CLI Usage
The babylon binary provides three subcommands — phonemize, tts, and serve — plus global flags for model configuration.
Configuration
On startup, babylon automatically loads config.json from the same directory as the executable. You can override this with --config, and any individual flag overrides its corresponding config key.
{
"phonemizer_model": "models/open-phonemizer.onnx",
"dictionary": "models/dictionary.json",
"kokoro_model": "models/kokoro-quantized.onnx",
"kokoro_voice": "en-US-heart",
"kokoro_voices": "models/voices",
"vits_model": "models/curie.onnx",
"host": "127.0.0.1",
"port": 8775
}Global flags
These flags apply to all subcommands and are processed before dispatch.
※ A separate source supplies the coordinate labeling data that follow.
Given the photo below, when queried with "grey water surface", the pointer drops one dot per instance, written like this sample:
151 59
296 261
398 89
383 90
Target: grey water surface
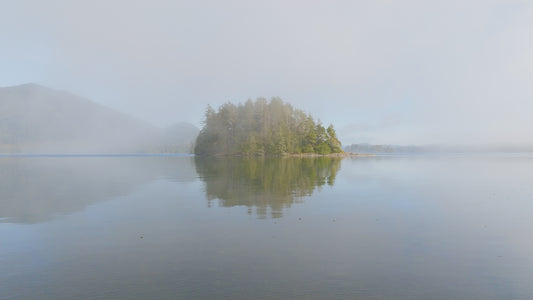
383 227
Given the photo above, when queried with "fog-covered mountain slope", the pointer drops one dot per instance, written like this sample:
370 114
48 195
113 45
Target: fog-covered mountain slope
37 119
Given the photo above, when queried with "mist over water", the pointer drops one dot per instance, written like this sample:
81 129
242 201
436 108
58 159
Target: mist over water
412 227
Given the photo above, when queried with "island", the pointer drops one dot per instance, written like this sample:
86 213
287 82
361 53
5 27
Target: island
264 128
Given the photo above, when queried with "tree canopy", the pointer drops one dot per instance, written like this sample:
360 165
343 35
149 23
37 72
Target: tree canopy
261 127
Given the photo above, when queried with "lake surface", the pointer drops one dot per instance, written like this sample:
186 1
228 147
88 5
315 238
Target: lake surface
384 227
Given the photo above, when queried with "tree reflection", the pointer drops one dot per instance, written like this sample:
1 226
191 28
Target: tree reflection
269 185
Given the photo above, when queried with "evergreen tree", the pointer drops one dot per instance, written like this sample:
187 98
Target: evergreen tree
262 127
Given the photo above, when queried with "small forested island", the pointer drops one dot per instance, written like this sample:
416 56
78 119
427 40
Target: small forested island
263 128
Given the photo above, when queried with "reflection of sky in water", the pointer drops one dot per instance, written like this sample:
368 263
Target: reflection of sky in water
391 227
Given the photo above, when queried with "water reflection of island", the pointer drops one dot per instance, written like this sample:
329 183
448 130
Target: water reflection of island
269 185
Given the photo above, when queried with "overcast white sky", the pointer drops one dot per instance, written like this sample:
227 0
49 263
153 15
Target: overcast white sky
397 72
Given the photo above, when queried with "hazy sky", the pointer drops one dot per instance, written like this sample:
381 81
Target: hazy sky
399 72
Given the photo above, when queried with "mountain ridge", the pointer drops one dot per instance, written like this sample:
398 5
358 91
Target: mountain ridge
38 119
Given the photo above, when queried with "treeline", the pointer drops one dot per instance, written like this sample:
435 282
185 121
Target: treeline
261 127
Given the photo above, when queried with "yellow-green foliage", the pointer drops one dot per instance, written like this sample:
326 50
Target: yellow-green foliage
262 127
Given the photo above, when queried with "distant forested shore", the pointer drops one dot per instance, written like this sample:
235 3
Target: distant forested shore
263 128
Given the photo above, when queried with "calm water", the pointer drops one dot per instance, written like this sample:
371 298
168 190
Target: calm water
411 227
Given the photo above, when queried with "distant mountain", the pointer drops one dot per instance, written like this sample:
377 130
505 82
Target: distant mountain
37 119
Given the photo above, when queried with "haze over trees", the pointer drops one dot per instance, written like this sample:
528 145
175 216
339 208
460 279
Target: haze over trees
261 127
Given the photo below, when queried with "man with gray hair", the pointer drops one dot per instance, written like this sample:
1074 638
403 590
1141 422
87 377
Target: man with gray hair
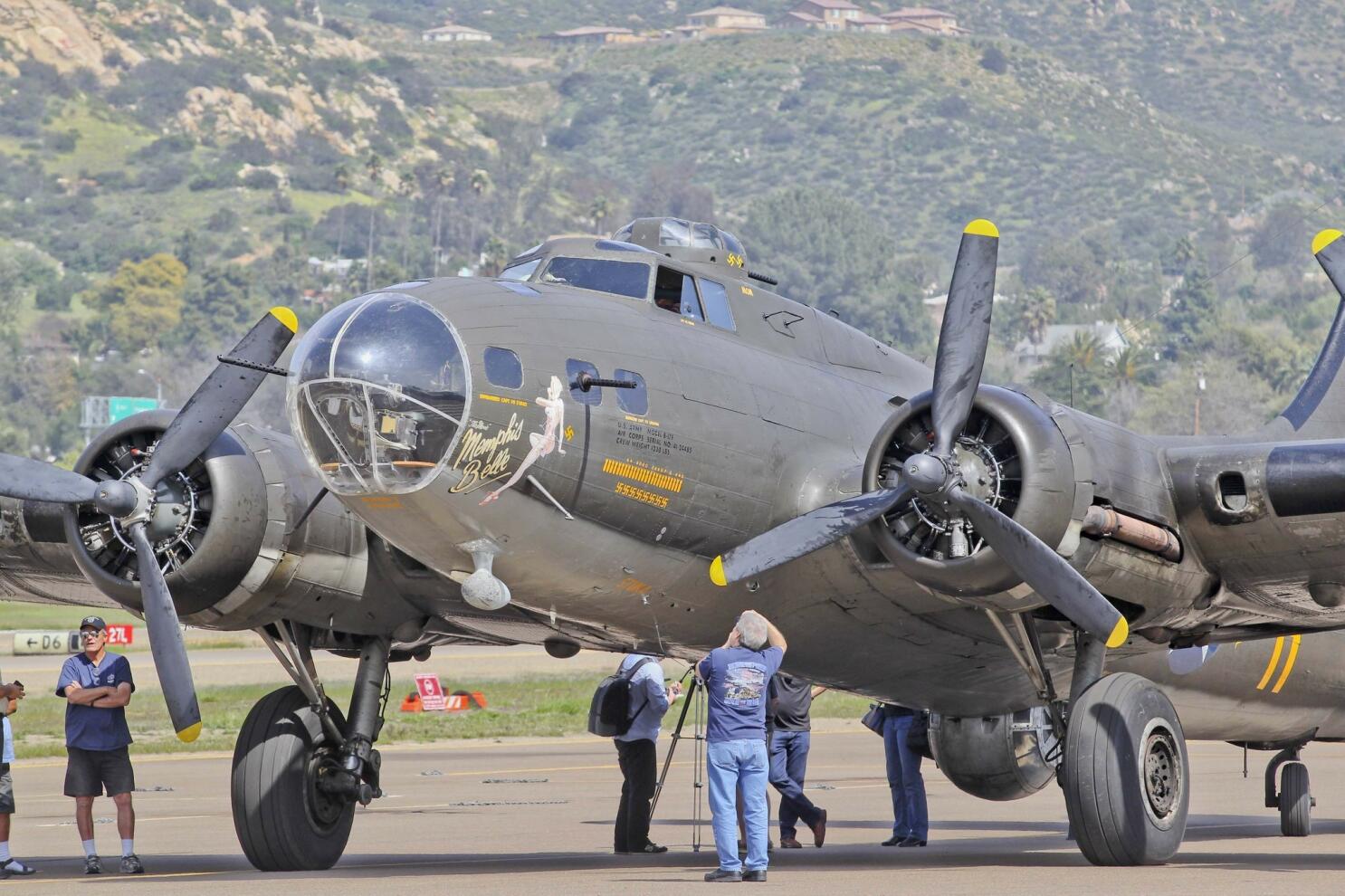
736 677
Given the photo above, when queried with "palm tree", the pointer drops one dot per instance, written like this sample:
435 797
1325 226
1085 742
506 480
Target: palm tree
1038 312
374 168
406 190
444 180
342 177
599 210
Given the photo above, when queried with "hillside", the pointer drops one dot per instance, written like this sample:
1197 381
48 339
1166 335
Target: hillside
1137 157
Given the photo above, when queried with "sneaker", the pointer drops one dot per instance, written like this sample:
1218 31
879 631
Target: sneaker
15 867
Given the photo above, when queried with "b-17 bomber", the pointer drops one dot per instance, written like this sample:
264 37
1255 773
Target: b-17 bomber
623 443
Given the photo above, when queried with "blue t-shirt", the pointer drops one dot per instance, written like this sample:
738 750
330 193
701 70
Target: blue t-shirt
96 727
736 680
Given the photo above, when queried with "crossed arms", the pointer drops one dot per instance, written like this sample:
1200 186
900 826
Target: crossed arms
102 697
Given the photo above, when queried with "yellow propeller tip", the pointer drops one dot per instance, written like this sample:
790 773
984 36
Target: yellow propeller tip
1325 238
982 227
285 317
1120 634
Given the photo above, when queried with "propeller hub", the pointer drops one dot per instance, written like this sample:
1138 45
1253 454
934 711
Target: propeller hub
927 473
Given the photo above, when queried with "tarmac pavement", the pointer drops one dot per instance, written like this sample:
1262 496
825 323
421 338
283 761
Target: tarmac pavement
536 817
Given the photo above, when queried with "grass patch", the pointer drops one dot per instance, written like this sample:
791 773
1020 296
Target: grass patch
102 144
534 707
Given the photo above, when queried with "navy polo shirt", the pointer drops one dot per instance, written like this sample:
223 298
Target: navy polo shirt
96 727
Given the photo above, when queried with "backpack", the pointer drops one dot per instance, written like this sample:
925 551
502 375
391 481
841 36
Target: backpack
609 713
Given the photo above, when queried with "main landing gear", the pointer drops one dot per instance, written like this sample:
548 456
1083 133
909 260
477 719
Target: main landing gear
1294 798
300 766
1126 772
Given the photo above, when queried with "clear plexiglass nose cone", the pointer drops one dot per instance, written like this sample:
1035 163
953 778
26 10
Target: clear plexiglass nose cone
378 390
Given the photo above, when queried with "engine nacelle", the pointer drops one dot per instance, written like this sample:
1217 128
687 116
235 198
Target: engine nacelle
997 758
1010 453
224 529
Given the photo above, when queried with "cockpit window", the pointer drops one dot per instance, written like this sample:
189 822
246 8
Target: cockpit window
378 395
717 310
520 271
675 291
705 237
601 274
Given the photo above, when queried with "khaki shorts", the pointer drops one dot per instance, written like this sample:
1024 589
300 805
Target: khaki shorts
5 794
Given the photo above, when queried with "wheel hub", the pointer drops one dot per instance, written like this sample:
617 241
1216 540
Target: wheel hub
1162 772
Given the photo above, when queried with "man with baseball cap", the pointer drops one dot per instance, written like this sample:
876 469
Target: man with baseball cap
97 686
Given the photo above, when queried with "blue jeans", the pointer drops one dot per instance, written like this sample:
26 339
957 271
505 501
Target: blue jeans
910 813
788 766
728 763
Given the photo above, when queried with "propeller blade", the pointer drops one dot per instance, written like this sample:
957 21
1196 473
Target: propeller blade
1331 254
166 641
1046 572
33 479
218 400
965 332
805 534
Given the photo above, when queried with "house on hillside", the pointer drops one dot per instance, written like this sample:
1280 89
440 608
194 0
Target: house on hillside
832 14
453 33
923 19
594 35
869 24
1035 354
724 21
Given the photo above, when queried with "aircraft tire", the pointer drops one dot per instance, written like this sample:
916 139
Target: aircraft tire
282 821
1126 772
1295 801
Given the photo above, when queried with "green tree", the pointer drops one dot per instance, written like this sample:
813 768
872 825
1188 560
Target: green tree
1281 240
1192 317
143 301
830 253
1076 373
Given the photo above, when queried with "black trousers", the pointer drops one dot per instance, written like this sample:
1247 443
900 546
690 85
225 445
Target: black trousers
639 772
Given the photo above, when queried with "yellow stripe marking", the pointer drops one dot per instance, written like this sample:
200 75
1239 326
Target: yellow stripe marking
1273 661
982 227
285 317
1120 634
1289 663
1325 238
641 473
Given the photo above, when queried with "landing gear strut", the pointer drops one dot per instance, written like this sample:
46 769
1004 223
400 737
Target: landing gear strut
1126 772
1294 798
300 766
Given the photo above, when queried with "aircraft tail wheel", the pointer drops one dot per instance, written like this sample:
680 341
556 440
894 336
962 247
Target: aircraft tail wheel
284 821
1295 801
1126 774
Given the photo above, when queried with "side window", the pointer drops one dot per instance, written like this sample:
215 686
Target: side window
633 401
520 271
503 367
717 304
675 291
594 397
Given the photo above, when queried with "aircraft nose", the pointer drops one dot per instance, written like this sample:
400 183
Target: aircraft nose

| Flag | Argument | Description |
|---|---|---|
| --config | <path> | Load a JSON config file |
| --phonemizer-model | <path> | Phonemizer ONNX model |
| --dictionary | <path> | Pronunciation dictionary JSON |
| --kokoro-model | <path> | Kokoro ONNX model |
| --kokoro-voice | <name> | Default Kokoro voice name |
| --kokoro-voices | <dir> | Directory of voice .bin files |
| --vits-model | <path> | VITS ONNX model |
| -h, --help | — | Show help |
phonemize
Convert text to IPA phonemes using the Open Phonemizer G2P pipeline. Words found in the pronunciation dictionary are looked up directly; unknown words are handled by the neural model.
# IPA output (default)
babylon phonemize "Hello world"
# → hɛloʊ wɜːld
# Kokoro token IDs instead of IPA
babylon phonemize --tokens "Hello world"
# → [31, 29, 42, 0, 51, 17, 32, 42]| Flag | Description |
|---|---|
| --tokens | Print Kokoro token IDs instead of the IPA string |
| -h, --help | Show help |
tts
Synthesise speech from text and write a WAV file. The Kokoro engine is the default. Switch to VITS with --vits.
# Kokoro synthesis (default voice, writes output.wav)
babylon tts "Hello world"
# Specify output path
babylon tts "Hello world" -o hello.wav
# Choose a voice and adjust speed
babylon tts --voice en-US-nova --speed 1.2 "Hello world" -o nova.wav
# Use the VITS engine
babylon tts --vits "Hello world" -o vits-out.wav| Flag | Argument | Description |
|---|---|---|
| --kokoro | — | Use the Kokoro engine (default) |
| --vits | — | Use the VITS engine |
| --engine | <name> | Select kokoro or vits explicitly |
| -v, --voice | <name> | Kokoro voice name (filename in voices dir without .bin) |
| --speed | <float> | Speech speed multiplier (default: 1.0) |
| -o | <path> | Output WAV file (default: output.wav) |
| -h, --help | — | Show help |
serve
Start a local HTTP server with the built-in web frontend. All configured models are pre-loaded on startup. The web UI is served at GET / from index.html in the same directory as the executable.
# Start on default address (127.0.0.1:8775)
babylon serve
# Expose on all interfaces, custom port
babylon serve --host 0.0.0.0 --port 9000| Flag | Argument | Description |
|---|---|---|
| --host | <addr> | Bind address (default: 127.0.0.1) |
| --port | <port> | Port number (default: 8775) |
| -h, --help | — | Show help |